Brooklyn non è la storia di un’emigrazione, è il racconto dell’emancipazione e dell’evoluzione di una donna, che, salpando dall’Irlanda verso gli Stati Uniti, crea una frattura nel suo cammino di crescita, diventando qualcosa che il paese natale non ha previsto.

Il film, candidato a tre premi oscar: miglior film, miglior attrice protagonista e migliore sceneggiatura non originale, presenta una confezione impeccabile, con attori credibili, scenografie accurate e dialoghi essenziali. 
Inciampa forse proprio in questo, raccontando l’emigrazione in modo un po’ troppo edulcorato. Si rischia di uscire dal cinema pensando che il mal di mare e un po’ di nostalgia possano essere le uniche controindicazioni.

La figura di Eilis è così predominante da fagocitare il resto. Le presta il corpo e i lineamenti da bambola di porcellana l’attrice Saoirse Ronan, che era già stata candidata all’Oscar al suo esordio, a soli tredici anni, per il ruolo interpretato in Espiazione.
Per questo, come scritto in apertura, ci troviamo di fronte alla storia di una donna e non del suo viaggio, che è solo il pretesto per farla crescere e trasformarla sotto i nostri occhi. 
Per questo poco conta Brooklyn stessa, il pranzo di natale per i poveri, il pensionato dove vive o il grande magazzino dove lavora, sono tutti strumenti per aggiungere un tassello al suo percorso che la renderà donna.

Spesso la ripresa si sofferma su di lei, per suggerirci piccole modifiche nel suo aspetto e per trasformarle in metafore di un suo stato d’animo. Un paio di occhiali, un costume da bagno, le labbra coperte di rossetto, dettagli che sono passi di un cammino verso l’età adulta, non anagrafica ma psicologica.

Questi passi, però, non inciampano mai, tutto procede con estrema coerenza, senza sbandamenti, senza errori, quasi senza umanità.
La passione non prende mai il sopravvento, i capelli non si scompigliano mai, il pianto non porta via il rimmel.

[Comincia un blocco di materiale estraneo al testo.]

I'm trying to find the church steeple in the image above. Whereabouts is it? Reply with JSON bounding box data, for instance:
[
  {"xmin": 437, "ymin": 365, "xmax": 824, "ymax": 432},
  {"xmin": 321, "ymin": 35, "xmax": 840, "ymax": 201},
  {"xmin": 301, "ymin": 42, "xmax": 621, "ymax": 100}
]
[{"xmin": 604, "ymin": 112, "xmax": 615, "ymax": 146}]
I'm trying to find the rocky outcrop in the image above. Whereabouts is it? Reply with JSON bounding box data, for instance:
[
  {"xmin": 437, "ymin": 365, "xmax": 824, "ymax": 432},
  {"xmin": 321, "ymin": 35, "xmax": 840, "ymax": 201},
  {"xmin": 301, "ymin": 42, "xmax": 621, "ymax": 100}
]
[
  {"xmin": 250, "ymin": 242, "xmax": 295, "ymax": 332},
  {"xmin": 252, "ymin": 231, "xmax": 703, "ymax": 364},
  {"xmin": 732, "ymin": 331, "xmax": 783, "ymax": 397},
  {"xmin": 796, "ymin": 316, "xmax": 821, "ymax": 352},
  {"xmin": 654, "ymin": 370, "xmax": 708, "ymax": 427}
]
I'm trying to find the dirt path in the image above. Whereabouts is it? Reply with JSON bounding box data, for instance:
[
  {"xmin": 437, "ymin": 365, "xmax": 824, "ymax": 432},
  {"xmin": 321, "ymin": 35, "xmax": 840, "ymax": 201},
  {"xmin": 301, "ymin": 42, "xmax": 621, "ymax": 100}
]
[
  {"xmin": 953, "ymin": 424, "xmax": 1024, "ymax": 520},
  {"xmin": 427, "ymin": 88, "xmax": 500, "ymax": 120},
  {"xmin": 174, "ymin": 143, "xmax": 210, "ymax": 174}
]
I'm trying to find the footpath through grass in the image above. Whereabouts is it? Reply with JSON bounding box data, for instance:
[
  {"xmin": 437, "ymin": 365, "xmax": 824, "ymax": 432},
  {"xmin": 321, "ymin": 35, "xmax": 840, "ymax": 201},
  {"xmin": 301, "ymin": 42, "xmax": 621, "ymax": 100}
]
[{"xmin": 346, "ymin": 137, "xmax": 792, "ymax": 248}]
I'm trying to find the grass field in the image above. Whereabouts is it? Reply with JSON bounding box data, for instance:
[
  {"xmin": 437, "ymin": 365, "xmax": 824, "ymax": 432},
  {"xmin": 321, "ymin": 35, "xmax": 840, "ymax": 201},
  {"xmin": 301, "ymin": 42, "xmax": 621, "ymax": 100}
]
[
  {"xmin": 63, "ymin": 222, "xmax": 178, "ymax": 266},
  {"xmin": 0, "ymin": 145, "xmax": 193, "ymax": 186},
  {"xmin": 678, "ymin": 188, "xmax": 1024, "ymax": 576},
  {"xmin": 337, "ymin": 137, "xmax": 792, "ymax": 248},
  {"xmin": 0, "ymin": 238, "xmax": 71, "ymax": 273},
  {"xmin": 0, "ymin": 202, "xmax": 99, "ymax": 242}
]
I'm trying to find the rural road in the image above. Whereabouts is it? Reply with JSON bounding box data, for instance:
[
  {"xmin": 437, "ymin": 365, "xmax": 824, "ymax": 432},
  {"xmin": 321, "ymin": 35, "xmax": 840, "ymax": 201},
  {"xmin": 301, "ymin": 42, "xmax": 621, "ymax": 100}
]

Perfino il bimbo ribelle della famiglia italiana, dopo aver esordito con frasi dirette e senza remore, finisce per essere ricondotto alla correttezza, prima scusandosi e poi quale redattore delle lettere da spedire alla fidanzata del fratello.

Non basta la morte a portare la vita in un film, serve l’umanità, serve la realtà, servono gli errori ed Eilis non ne commette, è l’eroina coerente di un mondo perfetto, patinato, con colori pastello.

Brooklyn è un film tecnicamente perfetto, curato in ogni dettaglio, ma privo di anima, incapace di trascinarci al suo interno, una prova da manuale, come il compito un po’ piatto di uno studente modello.